(New York) Salman Rushdie is better and has been able to speak, his son and his agent said on Sunday, two days after the British writer was violently stabbed ten times by an American of Lebanese origin during a conference in the northern United States.
Posted at 10:38 a.m.
Updated at 11:31 a.m.
Aged 75, he is no longer on life support and “the road to recovery has begun,” his agent Andrew Wylie said in a statement sent to the washington post.
“The injuries are serious, but his condition is moving in the right direction,” added this close friend of the author of the satanic verses stabbed Friday morning a dozen times in the neck and abdomen, during a literary conference at the cultural center of Chautauqua (State of New York).
His son Zafar Rushdie confirmed on Twitter that his father “was able to say a few words” on Saturday and that he “kept his sense of humor intact”.
The Rushdie family said they were “extremely relieved”.
premeditated
Salman Rushdie remains hospitalized since Friday in Erie, Pennsylvania, on the edge of the lake that separates the United States from Canada. According to New York Times Saturday evening, quoting Mr Wylie who had been alarmist on Friday, the famous British writer and naturalized American had started talking again.
The alleged assailant, Hadi Matar, 24, charged with “attempted murder and assault”, appeared in a Chautauqua court on Saturday evening, in a black and white striped prison uniform, handcuffed and masked and did not say a word. word, according to the local press.
Les procureurs ont estimé que l’attaque de vendredi était préméditée.
Le suspect, qui vit dans le New Jersey, a plaidé « non coupable » par la voix de son avocat et comparaîtra une nouvelle fois le 19 août.
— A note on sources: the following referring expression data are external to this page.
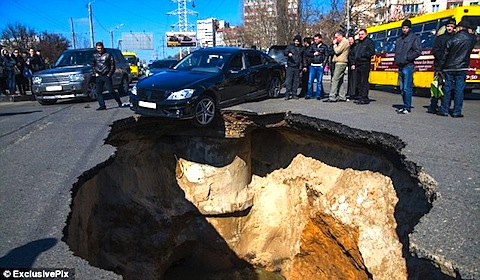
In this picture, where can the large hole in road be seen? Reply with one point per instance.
(276, 196)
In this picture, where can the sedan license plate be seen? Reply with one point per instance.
(150, 105)
(53, 88)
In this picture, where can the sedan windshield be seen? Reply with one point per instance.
(75, 58)
(203, 62)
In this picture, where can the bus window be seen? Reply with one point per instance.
(390, 44)
(417, 28)
(380, 35)
(378, 46)
(393, 33)
(426, 39)
(430, 26)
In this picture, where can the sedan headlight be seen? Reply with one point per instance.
(37, 80)
(181, 94)
(76, 77)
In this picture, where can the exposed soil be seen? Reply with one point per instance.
(252, 197)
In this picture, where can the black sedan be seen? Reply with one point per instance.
(205, 81)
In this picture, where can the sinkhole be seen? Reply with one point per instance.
(275, 196)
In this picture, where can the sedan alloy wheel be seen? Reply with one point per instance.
(205, 110)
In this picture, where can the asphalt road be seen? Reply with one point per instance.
(43, 149)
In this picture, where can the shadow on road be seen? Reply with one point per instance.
(24, 256)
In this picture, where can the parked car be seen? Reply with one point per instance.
(277, 53)
(72, 78)
(205, 81)
(160, 65)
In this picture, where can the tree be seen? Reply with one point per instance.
(52, 45)
(19, 36)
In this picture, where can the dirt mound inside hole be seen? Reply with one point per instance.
(253, 197)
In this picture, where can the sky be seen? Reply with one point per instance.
(114, 15)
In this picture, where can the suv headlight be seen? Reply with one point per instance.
(76, 77)
(36, 80)
(181, 94)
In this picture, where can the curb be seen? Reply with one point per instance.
(16, 98)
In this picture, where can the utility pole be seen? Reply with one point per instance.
(348, 17)
(90, 19)
(73, 34)
(182, 12)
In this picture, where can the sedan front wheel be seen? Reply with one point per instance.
(274, 88)
(205, 111)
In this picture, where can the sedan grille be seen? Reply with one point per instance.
(152, 94)
(55, 79)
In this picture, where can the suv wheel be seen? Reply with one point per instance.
(92, 90)
(205, 111)
(274, 88)
(47, 101)
(124, 86)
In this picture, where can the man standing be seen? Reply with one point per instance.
(103, 69)
(363, 52)
(454, 63)
(318, 55)
(407, 49)
(340, 59)
(438, 49)
(294, 54)
(307, 42)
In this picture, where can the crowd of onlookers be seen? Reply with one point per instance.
(353, 55)
(17, 68)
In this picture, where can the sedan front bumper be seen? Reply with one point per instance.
(182, 109)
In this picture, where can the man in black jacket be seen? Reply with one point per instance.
(407, 49)
(317, 53)
(454, 63)
(103, 69)
(295, 61)
(438, 49)
(363, 51)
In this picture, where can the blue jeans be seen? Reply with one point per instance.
(11, 81)
(316, 72)
(454, 80)
(405, 81)
(100, 82)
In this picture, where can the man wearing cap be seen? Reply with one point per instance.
(454, 64)
(295, 62)
(438, 49)
(407, 49)
(341, 48)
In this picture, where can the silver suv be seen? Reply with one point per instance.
(71, 77)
L’attentat a provoqué une onde de choc, particulièrement en Occident : le président américain Joe Biden a condamné « une attaque brutale » et rendu hommage à M. Rushdie pour son « refus d’être intimidé et réduit au silence ».
Vivant à New York depuis 20 ans, Salman Rushdie avait repris une vie à peu près normale tout en continuant de défendre, dans ses livres, la satire et l’irrévérence.
Coïncidence, le magazine allemand Stern l’a interviewé il y a quelques jours, avant l’attaque : « Depuis que je vis aux États-Unis, je n’ai plus de problème […] My life is normal again”, assures the writer, in this interview to be published in full on August 18, saying he is “optimistic” despite “the daily death threats”.
“Universal” combat
Salman Rushdie, born in 1947 in India into a family of non-practicing Muslim intellectuals, set part of the Islamic world ablaze with the publication of satanic versesjudged by the most rigorous Muslims as blasphemous with regard to the Koran and the Prophet Muhammad, and leading the Iranian Ayatollah Rouhollah Khomeini to issue the “fatwa” demanding his assassination.
The “fatwa” has never been lifted and many of its translators have been injured by attacks, even killed, like the Japanese Hitoshi Igarashi, stabbed to death in 1991.
“His fight is ours, universal,” President Emmanuel Macron launched on Friday, while Canadian Prime Minister Justin Trudeau denounced a “cowardly attack” on Saturday.
The head of the Israeli government Yair Lapid meanwhile assured that this attack is “the result of decades of incitement to murder by the extremist Iranian regime”.
But in Muslim countries, the attack was welcomed by extremists.
In Iran, the ultra-conservative daily Kayhan praised the assailant: “Bravo to this brave and duty-conscious man who attacked the apostate and vicious Salman Rushdie,” the newspaper writes. “Let us kiss the hand of him who tore the neck of the enemy of God with a knife”.
In neighboring Pakistan, the Tehreek-e-Labbaik Pakistan party – renowned for its violence against what it considers anti-Muslim blasphemy – also judged that Rushdie “deserved to be killed”.